At Cannes, you said with reference to one of the themes in Tehilim that "no one has a monopoly on the truth; truth is something people find together". That’s an interesting comment because I find that, with the absence of the father, the authority figure disappears. To me at least, the film suggests that this disappearance creates the opportunity for a greater sense of interdependence among the mother and sons. I never thought of it that way but that’s very interesting. Let’s say by removing the father, it’s like you remove God and suddenly everybody is equal, as you said. Okay so now, once God is away, the world stops to exist, as every religion is based around the return or the comeback of hope: If you behave well, hope will be back; if you don’t behave well, then you will wait longer. But that’s not reality. The reality is that God is not necessarily something you experience as a central figure. It’s maybe something that you share with others, it’s the way you perceive others, it’s the way you can listen [to] others. That’s what we found during the film. (I didn’t think of my films as being some sort of huge metaphor but as we were working on this film, the more we discovered so many elements of this amazing symbolic metaphor.) What I’m saying is that once you remove this [God-like] central figure, one can experience true life. You no longer have anyone to protect you, you don’t have anyone who can say what direction to take or anyone who can balance the situation. The father in the film was probably someone who balanced the dynamics between his father, his wife and his children; he was someone within the family who provided a balance between modernity and tradition. But once he’s not there anymore, the rest of the family can’t help each other because they never really listened to each other—only the father was listening (maybe that’s why he left because it was impossible to listen anymore). When the father disappears, something very interesting and traceable happens. It creates a great vacuum and forces the characters to think.
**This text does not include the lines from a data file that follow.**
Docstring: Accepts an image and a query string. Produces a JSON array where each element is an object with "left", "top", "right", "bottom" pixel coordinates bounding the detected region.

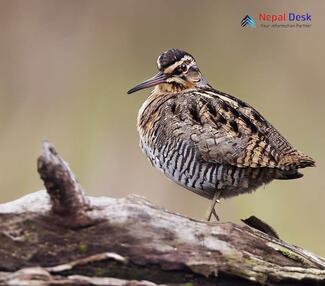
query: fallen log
[{"left": 0, "top": 142, "right": 325, "bottom": 286}]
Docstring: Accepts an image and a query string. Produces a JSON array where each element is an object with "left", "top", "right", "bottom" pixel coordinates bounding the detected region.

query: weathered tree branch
[{"left": 0, "top": 142, "right": 325, "bottom": 286}]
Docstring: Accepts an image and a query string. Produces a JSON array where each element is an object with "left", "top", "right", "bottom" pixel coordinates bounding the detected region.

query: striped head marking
[{"left": 128, "top": 49, "right": 207, "bottom": 94}]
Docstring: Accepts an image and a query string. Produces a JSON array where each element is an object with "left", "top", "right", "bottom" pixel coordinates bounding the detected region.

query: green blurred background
[{"left": 0, "top": 0, "right": 325, "bottom": 256}]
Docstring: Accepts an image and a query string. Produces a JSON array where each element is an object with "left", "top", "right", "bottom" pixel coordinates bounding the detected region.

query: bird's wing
[{"left": 171, "top": 90, "right": 288, "bottom": 168}]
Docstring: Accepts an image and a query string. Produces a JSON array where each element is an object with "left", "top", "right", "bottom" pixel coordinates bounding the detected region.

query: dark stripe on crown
[{"left": 158, "top": 49, "right": 193, "bottom": 70}]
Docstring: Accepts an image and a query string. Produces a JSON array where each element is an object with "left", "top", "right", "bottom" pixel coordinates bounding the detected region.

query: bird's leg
[{"left": 207, "top": 191, "right": 221, "bottom": 221}]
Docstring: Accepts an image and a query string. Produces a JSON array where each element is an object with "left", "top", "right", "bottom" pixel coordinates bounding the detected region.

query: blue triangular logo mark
[{"left": 240, "top": 15, "right": 256, "bottom": 28}]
In the beginning, there’s no real connection between the sons and the mother, but perhaps by the end, they realize the need to rely on each other more.
In the film, the rabbi doesn’t make a mistake when he says that [the father’s absence] is an opportunity for the family to be together, to find something to share…[I don’t think there’s hope in] some kind of illusion where there’s something above us in which we have to believe. Rather something must be done between humans, between people.

(from right to left:) Michael Moshonov, Yonathan Alster and Limor Goldstein in Tehilim.